Une majorité écrasante : 88 %
Tout naturellement, elle les enseignera à ses enfants le jour où elle deviendra mère. Gabriella Luongo n’est pas la seule à penser ainsi. Une récente étude démontre que les jeunes de Vancouver issus de la 3e génération des immigrants italiens se montrent plus soucieux que leurs parents de préserver leur culture d’origine.
« Les participants, dans une majorité écrasante (88%), affirment que leur identité italienne est importante à leur yeux et qu’ils veulent la sauvegarder », commente Eva Sajoo de l’Institute for Diaspora Research and Engagement (IDRE) de l’Université Simon-Fraser.
C’est elle qui a mené l’étude. De mai à octobre 2014, elle a recueilli et analysé les témoignages des sondés qui ont répondu anonymement à un questionnaire en ligne. Plus de 100 personnes se sont exprimées. Est-ce suffisant pour avoir une vue d’ensemble ?
« Avec plus de réponses, nous aurions eu plus de détails, considère l’universitaire. Mais la tendance aurait été la même, je pense. Les résultats confirment ce qui se passe ailleurs. Ce regain d’intérêt s’observe dans les autres communautés italiennes du pays, comme à Toronto ou à Montréal où elles sont là aussi très actives. »

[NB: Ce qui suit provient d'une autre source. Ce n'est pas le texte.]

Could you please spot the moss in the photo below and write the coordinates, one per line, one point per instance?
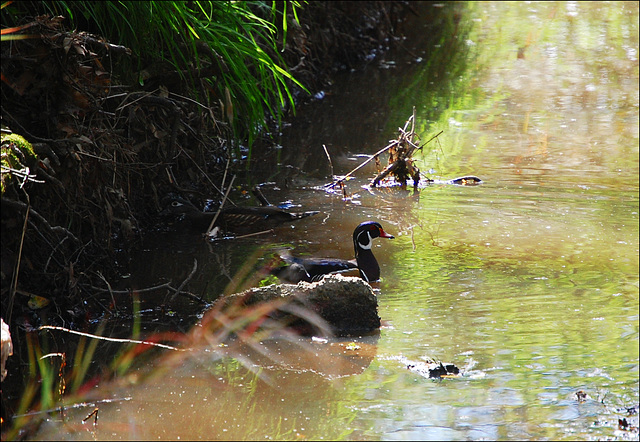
(16, 151)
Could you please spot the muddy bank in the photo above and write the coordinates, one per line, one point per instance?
(108, 152)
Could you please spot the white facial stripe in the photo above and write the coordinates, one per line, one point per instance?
(366, 246)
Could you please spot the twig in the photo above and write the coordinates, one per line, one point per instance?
(188, 278)
(213, 221)
(333, 184)
(104, 338)
(329, 158)
(16, 272)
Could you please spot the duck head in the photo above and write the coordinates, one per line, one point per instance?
(363, 237)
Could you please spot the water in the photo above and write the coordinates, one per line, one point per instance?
(528, 281)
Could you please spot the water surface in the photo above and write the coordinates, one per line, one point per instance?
(529, 281)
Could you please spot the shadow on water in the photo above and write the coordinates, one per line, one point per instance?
(530, 278)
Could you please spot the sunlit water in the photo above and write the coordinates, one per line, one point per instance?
(529, 281)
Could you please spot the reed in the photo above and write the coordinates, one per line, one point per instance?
(241, 42)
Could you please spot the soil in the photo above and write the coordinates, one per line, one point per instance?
(108, 152)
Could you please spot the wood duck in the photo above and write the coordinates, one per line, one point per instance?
(239, 220)
(312, 269)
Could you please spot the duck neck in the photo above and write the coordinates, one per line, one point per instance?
(367, 263)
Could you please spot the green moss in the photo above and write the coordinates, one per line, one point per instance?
(16, 151)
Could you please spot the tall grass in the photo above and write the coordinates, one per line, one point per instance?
(241, 41)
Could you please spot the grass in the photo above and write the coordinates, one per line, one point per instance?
(240, 42)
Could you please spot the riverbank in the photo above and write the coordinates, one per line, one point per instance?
(107, 152)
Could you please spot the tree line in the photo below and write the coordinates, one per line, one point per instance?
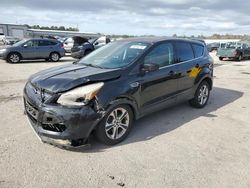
(59, 28)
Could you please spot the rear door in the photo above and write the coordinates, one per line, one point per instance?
(45, 48)
(246, 50)
(188, 58)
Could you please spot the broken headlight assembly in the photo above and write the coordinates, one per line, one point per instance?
(80, 96)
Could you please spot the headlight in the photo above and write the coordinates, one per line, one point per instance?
(2, 50)
(80, 96)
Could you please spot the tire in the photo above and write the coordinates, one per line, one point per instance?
(221, 58)
(201, 95)
(14, 58)
(112, 129)
(240, 57)
(54, 57)
(87, 52)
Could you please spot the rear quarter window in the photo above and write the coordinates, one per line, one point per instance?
(198, 50)
(184, 51)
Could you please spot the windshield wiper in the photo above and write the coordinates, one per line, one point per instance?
(92, 65)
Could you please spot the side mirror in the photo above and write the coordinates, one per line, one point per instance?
(150, 67)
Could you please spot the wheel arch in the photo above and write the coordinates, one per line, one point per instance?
(15, 52)
(55, 52)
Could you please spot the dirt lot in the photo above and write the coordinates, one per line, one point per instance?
(177, 147)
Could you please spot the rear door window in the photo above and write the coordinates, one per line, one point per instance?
(161, 55)
(184, 52)
(32, 43)
(198, 50)
(46, 43)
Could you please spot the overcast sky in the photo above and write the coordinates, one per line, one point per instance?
(134, 17)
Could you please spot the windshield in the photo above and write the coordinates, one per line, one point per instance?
(233, 45)
(19, 43)
(115, 55)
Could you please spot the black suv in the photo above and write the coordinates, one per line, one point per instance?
(107, 90)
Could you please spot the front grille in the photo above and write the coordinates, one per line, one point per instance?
(41, 94)
(54, 127)
(31, 111)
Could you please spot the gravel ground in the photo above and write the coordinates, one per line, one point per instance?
(177, 147)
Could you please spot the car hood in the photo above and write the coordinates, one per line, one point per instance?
(66, 77)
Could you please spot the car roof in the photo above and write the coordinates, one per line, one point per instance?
(153, 40)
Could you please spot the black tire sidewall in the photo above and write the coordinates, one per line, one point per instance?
(101, 133)
(195, 101)
(8, 57)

« Plus Milan AC et Dolce & Gabbana que Dolce Vita et Fellini »
Le Centre culturel italien de Vancouver, partenaire de l’étude, a lui aussi été le témoin de ce sursaut. En deux ans, le nombre d’inscrits aux cours de langues dispensés a bondi de 250 à 400 étudiants. Ceux-ci sont de plus en plus jeunes et n’ont pas les mêmes attentes que leurs aînés.
« Ce centre a été créé par des membres de la première génération des immigrants italiens, renseigne le directeur, Mauro Vescara. Nous sommes en phase de transition. Cette étude nous indique les voies à suivre pour coller au mieux aux aspirations de notre nouveau public. Pour les jeunes, la culture italienne c’est plus les footballeurs du Milan AC et les vêtements Dolce&Gabbana que la Dolce Vita et les films de Fellini. »
M. Vescara et son équipe réfléchissent présentement à la mise en place d’ateliers de généalogie, à l’organisation de voyages en Italie et à la création d’une crèche semblable à celles proposées en immersion française. « L’italien n’est pas une langue internationale, pourtant la culture italienne rayonne plus que jamais », ajoute le responsable.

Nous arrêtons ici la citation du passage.